Sunday, July 11, 2010

JANIS JOPLIN COMES HOME



Janis Joplin was a wild woman with a big heart and a big voice. In the parlance of the day, she let her freak flag fly. Larger than life, like a cross between Annie Oakley and Bessie Smith, she sang as if her life depended on it. Maybe it did. She acted tough, like she didn't care what anyone thought, but you can tell she sings the blues from experience. Back then, she was a crazy hippie freak and the squares didn't know what to make of her. Even Dick Cavett, probably the most intellectual of the talk show hosts, boasting a Yale education and liberal politics, has a hard time with Janis. She comes out like gangbusters in boots and scarves and feather boas, the last of the red hot mamas, and Cavett mistakenly thinks he can play her for laughs. She wins him over, as she wins us, with genuine warmth. And when she sings, forget about it it. You'd better feel it or you're a couple quarts low on soul. No doubt some slick producers might have thought, Well, this chick has talent if she only reigned it in a little, smoothed out her rough edges and acted a little more ladylike--but that would be missing the point. She was rough as a catfight in a barrelhouse and sweet as Tupelo honey. She could break your heart while she called you on your dirty lowdown ways.
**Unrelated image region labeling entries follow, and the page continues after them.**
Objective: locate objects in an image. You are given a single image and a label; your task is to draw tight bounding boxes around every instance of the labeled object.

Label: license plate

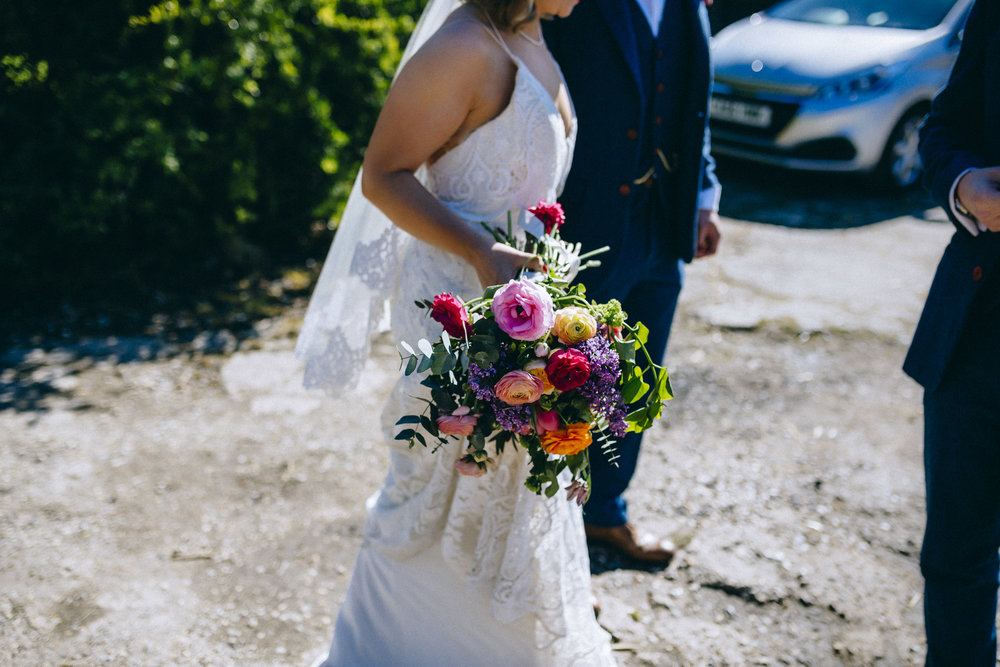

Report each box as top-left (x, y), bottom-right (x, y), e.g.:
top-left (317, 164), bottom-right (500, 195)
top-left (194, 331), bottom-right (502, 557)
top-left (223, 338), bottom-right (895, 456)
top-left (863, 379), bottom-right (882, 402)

top-left (710, 97), bottom-right (773, 127)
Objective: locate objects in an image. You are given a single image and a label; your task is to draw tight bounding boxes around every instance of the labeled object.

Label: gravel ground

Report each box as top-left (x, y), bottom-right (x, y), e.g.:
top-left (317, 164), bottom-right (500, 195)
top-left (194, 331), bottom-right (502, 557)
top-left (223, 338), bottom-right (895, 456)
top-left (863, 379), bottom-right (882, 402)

top-left (0, 163), bottom-right (976, 667)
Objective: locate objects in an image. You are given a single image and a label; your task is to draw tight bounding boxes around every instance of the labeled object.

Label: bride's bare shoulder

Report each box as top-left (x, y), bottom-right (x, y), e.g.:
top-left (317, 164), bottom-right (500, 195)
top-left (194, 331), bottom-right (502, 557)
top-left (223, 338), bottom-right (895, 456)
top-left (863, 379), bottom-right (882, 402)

top-left (402, 4), bottom-right (509, 73)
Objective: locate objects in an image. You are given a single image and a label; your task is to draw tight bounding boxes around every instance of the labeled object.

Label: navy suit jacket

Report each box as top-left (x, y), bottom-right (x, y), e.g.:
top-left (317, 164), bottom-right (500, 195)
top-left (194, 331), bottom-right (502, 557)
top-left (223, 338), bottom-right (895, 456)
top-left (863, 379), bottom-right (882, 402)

top-left (543, 0), bottom-right (717, 265)
top-left (903, 0), bottom-right (1000, 391)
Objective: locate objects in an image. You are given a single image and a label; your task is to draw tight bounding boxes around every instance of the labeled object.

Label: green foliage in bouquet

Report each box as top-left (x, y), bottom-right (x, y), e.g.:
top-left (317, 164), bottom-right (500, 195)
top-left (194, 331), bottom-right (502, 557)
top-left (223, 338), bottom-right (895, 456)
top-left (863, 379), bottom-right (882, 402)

top-left (396, 206), bottom-right (672, 503)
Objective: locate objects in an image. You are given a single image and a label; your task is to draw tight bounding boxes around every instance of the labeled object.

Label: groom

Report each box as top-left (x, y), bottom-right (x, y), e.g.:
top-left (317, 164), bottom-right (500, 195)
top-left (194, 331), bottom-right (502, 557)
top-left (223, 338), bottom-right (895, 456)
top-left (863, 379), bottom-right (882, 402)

top-left (545, 0), bottom-right (720, 564)
top-left (903, 0), bottom-right (1000, 667)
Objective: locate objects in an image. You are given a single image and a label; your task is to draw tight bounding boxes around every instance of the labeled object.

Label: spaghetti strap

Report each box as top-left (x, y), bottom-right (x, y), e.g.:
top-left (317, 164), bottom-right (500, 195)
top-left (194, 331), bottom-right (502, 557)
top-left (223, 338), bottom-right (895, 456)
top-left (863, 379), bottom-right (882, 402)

top-left (482, 12), bottom-right (520, 63)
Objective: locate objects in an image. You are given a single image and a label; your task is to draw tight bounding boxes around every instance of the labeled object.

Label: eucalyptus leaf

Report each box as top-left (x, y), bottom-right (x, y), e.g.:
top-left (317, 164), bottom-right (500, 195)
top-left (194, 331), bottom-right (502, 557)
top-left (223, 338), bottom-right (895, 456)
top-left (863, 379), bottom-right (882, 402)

top-left (396, 415), bottom-right (420, 426)
top-left (417, 356), bottom-right (432, 373)
top-left (403, 356), bottom-right (420, 375)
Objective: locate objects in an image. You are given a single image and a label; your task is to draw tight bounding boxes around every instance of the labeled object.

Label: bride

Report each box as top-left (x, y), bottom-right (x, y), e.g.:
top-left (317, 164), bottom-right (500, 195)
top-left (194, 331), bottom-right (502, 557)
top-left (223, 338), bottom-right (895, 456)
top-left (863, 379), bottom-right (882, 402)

top-left (296, 0), bottom-right (614, 666)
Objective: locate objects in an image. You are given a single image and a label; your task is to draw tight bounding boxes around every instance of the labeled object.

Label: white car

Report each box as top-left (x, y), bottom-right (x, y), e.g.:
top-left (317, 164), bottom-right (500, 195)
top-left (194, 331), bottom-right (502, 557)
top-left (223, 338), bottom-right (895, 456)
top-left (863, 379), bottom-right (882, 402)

top-left (710, 0), bottom-right (972, 188)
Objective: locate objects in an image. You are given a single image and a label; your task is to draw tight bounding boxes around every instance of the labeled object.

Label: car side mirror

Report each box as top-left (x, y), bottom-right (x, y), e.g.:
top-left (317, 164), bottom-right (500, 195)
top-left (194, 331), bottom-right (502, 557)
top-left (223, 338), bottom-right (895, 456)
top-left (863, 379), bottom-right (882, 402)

top-left (948, 27), bottom-right (965, 49)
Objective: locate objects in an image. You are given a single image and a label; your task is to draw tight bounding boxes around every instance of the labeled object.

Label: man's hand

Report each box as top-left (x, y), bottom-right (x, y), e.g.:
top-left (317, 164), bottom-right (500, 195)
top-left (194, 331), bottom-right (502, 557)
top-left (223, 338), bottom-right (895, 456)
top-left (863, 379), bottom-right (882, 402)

top-left (955, 167), bottom-right (1000, 232)
top-left (694, 210), bottom-right (720, 259)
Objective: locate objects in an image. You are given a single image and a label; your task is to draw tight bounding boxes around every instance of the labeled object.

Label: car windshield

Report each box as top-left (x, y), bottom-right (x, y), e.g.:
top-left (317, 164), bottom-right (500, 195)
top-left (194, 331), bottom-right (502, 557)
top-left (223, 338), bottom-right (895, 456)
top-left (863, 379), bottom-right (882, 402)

top-left (767, 0), bottom-right (955, 30)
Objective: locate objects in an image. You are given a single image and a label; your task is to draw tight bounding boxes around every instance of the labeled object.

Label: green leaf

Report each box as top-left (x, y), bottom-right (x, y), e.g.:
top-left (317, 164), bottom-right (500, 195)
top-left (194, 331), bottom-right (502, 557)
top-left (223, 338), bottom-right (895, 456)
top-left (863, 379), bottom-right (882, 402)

top-left (635, 322), bottom-right (649, 345)
top-left (396, 415), bottom-right (420, 426)
top-left (621, 373), bottom-right (649, 404)
top-left (656, 368), bottom-right (674, 401)
top-left (431, 347), bottom-right (451, 375)
top-left (417, 356), bottom-right (432, 373)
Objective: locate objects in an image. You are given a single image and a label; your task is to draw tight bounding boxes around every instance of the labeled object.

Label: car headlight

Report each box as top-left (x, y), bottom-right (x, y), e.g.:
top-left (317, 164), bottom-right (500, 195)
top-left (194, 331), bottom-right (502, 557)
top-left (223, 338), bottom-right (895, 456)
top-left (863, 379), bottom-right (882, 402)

top-left (816, 65), bottom-right (892, 100)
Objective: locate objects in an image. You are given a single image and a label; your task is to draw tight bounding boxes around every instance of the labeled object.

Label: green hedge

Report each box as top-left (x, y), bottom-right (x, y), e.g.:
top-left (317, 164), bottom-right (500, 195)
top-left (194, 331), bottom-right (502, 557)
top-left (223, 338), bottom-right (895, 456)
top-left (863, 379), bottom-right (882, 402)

top-left (0, 0), bottom-right (423, 302)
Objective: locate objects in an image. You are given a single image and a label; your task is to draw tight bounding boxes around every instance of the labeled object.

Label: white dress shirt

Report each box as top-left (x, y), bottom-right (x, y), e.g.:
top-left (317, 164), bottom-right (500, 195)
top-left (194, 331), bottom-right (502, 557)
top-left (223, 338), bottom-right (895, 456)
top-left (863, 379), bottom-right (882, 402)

top-left (635, 0), bottom-right (666, 37)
Nowadays, in this age of rehab and self-help, folks will remember Janis as a sixties icons who died--like so many of them--from her excesses, her addictions, more of a cautionary tale than real person, but that's simplifying Janis, and she was anything but simple. She was real, all right--so real she demanded you become real, too, and meet her halfway, at least, in that place beyond Hollywood plastic and pop entertainment with its cookie cutter sentiment. That's too much to ask of some people. When she talks about returning to her hometown for her high school reunion she's not just making clever chit chat for a talk show. It's an amazing moment. Watching these clips make me miss Janis and what she brought to the party--if she were here she'd probably laugh and say don't get so serious, honey, have a swig of Southern Comfort and let's get this party started.